Elevated rendering errors
Incident Report for imgix
Postmortem

What happened?

On September 09, 2021, at 14:02 UTC, an improper configuration prevented imgix servers from connecting to some Web folder and Web Proxy origins, which caused non-cached derivative image requests for affected Web Folder / Web Proxy customer origins to return a 503 error.

How were customers impacted?

The impact of this incident was isolated to some Web Folder and Web Proxy customers sharing a common configuration setting.

Between the hours of 14:02 UTC and 18:56 UTC, affected Web Folder and Web Proxy customers experienced a variable increase in errors to non-cached derivative images.

At the height of the incident, a small percentage of Web Folder and Web Proxy requests returned a  503 error, which amounted to 0.16% of all imgix requests.

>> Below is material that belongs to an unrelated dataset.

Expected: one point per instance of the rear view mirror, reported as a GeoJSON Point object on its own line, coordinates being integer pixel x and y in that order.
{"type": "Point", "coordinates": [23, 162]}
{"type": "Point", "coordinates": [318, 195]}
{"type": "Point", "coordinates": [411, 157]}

At 18:56 UTC, a fix was applied, allowing the service to be completely restored.

What went wrong during the incident?

At 14:20 UTC, our team was alerted to a small increase in fetch errors to some Web Folder and Web Proxy origins. Due to the small number of errors that were reported by our monitoring service, it was unclear whether or not this was the result of some customer origins misbehaving, or if this was an issue with our service’s ability to fetch images.

Eventually, our engineering team tracked down the change to a specific service provider, which we correlated to the increase in errors for some Web Folder / Web Proxy customers.

As our team looked into solutions, several external factors severely slowed remediation efforts:

  • Our internal communication platform was experiencing connectivity issues
  • Some critical database services were unavailable during the incident
  • Service error messaging was ambiguous as to the cause of the issue
  • We experienced discrepancies between applied system changes and running processes

Eventually, the imgix team deployed a fix that enabled our servers to successfully talk to all Web Folder and Web Proxy origins.

What will imgix do to prevent this in the future?

We will be updating our configurations for fetching assets from customer origins to prevent similar issues from occurring, along with updating our service runbooks to include rolling restarts for some types of configuration updates.

We will also be migrating some of our database tooling to mitigate connectivity limitations, along with updating our internal processes to address cases where communication outages occur.

Posted Oct 11, 2021 - 13:07 PDT

Resolved
This incident has been resolved.
Posted Sep 30, 2021 - 13:36 PDT
Monitoring
Error rates have returned to normal levels for all Source types. We are continuing to monitor the results.
Posted Sep 30, 2021 - 13:21 PDT
Update
Our engineers have applied a temporary fix for Web Folder and Web Proxy Sources. Error rates are back to normal levels for all Source types.

Error rates are expected to remain at normal levels as we continue to work on a permanent solution for this incident.
Posted Sep 30, 2021 - 12:20 PDT
Update
We are continuing to work on a fix for this issue.
Posted Sep 30, 2021 - 11:20 PDT
Identified
The issue has been identified, with the impact being isolated to Web Folder and Web Proxy Sources. Our engineers are working on resolving the issue.

Other Source types (S3, GCS, and Azure) are working as expected.
Posted Sep 30, 2021 - 09:11 PDT
Investigating
We are currently investigating elevated render error rates for a small percentage of uncached derivative images. We will update once when we obtain more information.

Previously cached derivatives are not impacted.
Posted Sep 30, 2021 - 08:16 PDT
This incident affected: Rendering Infrastructure.